Direction la Colombie, dans une ville entièrement dirigée par des femmes

C'est Girl Power à Zapatoca ! Vous ne connaissez pas Zapatoca ? C'est à environ 130 km au sud de Bucaramanga, au nord de la Colombie, pas très loin de la frontière vénézuélienne. Mais l'important est ailleurs.

L'important, c'est que jusqu'à l'élection il y a quelques mois de la première femme maire de cette ville de 9 000 habitants, Zapatoca avait plutôt la réputation d'être un des endroits les plus machisto-conservateur de Colombie.

C'est simple, Zapatoca était fière jusqu'à présent d'avoir donné à l'Eglise catholique 100 prêtres et 500 nonnes. Donc lorsque Diana Gisela Prada a été élue à la mairie et pas consacrée à l'Eglise, c'est une petite révolution qui s'est emparée de la ville. D'autant que ce n'est pas la seule : la maire a décidé de ne nommer que des femmes dans son équipe. Pourquoi s'embêter avec cette histoire compliquée de parité que même en France on ne parvient jamais à respecter au gouvernement ? A Zapatoca, tous les conseillers municipaux sont donc désormais des conseillères !

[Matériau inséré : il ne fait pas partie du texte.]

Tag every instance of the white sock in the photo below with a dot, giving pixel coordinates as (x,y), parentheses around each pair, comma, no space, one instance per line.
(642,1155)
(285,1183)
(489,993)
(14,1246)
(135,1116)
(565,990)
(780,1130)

Cheffe de l'administration, de la planification, des impôts locaux, du développement social, de la famille, de la police municipale, du budget... Des femmes et uniquement des femmes : Girl Power je vous disais !

Il fallait aussi marquer le coup, parce que sur les 633 femmes candidates à diriger une mairie colombienne, seule une centaine A été élues. 133 exactement pour plus d'un millier de communes. Trop peu, d'où la révolte de Zapatoca.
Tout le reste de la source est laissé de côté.